Le prince Ali accuse Infantino de chantage contre la fédération jordanienne de football
Le prince Ali ben Al Hussein, président de l'Association jordanienne de football, a ouvert un nouveau front contre le président de la FIFA, Gianni Infantino, l'accusant directement d'exercer des pressions liées aux élections présidentielles de la FIFA. Il a souligné que le soutien d'Infantino à sa réélection était lié à l'octroi d'une aide à la fédération jordanienne.

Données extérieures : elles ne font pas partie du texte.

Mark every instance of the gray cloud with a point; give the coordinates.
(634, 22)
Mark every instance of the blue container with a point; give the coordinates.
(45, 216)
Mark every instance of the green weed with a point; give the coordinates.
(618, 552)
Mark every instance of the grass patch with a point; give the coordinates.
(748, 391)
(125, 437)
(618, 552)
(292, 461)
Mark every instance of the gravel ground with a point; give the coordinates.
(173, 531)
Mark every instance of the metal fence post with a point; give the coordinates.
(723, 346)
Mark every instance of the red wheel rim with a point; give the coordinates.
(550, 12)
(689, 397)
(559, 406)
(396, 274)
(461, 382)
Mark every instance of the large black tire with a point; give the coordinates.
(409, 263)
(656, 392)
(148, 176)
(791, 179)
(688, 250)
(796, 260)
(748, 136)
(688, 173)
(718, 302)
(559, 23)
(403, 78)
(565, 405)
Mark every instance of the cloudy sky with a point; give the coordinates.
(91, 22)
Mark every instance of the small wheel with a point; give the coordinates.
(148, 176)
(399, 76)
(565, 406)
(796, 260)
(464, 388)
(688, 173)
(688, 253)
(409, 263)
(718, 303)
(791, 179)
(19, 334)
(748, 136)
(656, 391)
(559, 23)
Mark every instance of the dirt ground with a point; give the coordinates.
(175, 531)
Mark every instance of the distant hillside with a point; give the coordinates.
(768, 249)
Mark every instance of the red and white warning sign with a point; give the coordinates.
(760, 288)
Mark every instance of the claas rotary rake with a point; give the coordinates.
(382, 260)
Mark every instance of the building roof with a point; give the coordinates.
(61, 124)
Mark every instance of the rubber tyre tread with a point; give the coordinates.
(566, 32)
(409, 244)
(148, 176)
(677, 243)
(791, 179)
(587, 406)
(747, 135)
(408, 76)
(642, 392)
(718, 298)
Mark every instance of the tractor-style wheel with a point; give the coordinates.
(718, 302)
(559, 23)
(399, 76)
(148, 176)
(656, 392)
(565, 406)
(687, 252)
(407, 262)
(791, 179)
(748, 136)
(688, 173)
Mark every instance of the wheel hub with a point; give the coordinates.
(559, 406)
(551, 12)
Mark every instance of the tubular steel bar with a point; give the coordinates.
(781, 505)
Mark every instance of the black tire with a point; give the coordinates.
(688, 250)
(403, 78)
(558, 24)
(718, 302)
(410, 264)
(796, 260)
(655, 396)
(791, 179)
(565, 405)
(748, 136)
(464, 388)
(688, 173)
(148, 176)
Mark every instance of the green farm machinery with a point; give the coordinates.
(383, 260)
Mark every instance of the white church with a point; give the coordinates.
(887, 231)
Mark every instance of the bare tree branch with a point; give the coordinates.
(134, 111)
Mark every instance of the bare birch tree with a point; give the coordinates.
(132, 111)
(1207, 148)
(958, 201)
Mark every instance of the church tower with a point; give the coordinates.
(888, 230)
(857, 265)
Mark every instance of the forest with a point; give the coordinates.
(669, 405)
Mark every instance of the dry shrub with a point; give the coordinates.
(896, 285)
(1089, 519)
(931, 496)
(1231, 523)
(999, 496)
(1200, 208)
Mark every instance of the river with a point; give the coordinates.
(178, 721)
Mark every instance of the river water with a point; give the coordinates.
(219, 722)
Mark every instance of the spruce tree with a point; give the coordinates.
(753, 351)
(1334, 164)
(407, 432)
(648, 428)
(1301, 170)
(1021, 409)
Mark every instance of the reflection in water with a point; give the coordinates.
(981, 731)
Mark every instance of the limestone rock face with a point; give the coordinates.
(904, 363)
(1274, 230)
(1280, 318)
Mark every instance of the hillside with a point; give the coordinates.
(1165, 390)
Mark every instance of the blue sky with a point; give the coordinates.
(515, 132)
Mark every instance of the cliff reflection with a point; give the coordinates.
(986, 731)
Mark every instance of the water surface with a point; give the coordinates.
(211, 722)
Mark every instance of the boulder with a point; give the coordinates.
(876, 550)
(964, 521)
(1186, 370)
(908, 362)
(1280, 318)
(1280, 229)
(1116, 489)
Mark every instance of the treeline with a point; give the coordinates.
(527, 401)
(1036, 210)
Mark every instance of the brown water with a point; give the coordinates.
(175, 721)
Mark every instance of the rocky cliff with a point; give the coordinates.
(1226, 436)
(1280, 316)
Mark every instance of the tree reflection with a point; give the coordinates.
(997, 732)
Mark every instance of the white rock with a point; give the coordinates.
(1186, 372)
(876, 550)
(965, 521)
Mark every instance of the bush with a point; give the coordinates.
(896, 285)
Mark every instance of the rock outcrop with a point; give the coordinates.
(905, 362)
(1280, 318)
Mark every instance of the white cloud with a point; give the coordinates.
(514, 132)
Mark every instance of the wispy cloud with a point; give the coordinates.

Les remarques du prince Ali interviennent à un moment où le président de la FIFA fait face à des critiques croissantes en raison de son revirement sur le projet de vente de parts de la Coupe du Monde à des investisseurs du secteur privé, suite à des objections généralisées de plusieurs fédérations nationales.
Dans une déclaration publiée sur la plateforme "X", le prince Ali a révélé des détails sur ce qu'il a décrit comme une tentative de pression, disant : "Depuis des mois, la FIFA refuse de nous aider sur ces questions et d'autres, jusqu'à ce qu'on m'informe verbalement pendant la Coupe du Monde que mon soutien à Infantino aiderait considérablement notre fédération."
Il a ajouté : "En Jordanie, nous sommes fiers de défendre des valeurs morales, et nous ne l'avons pas soutenu auparavant, et nous ne le ferons certainement pas maintenant. Ce qui s'est passé s'apparente à de l'extorsion, et nous refusons de nous y soumettre."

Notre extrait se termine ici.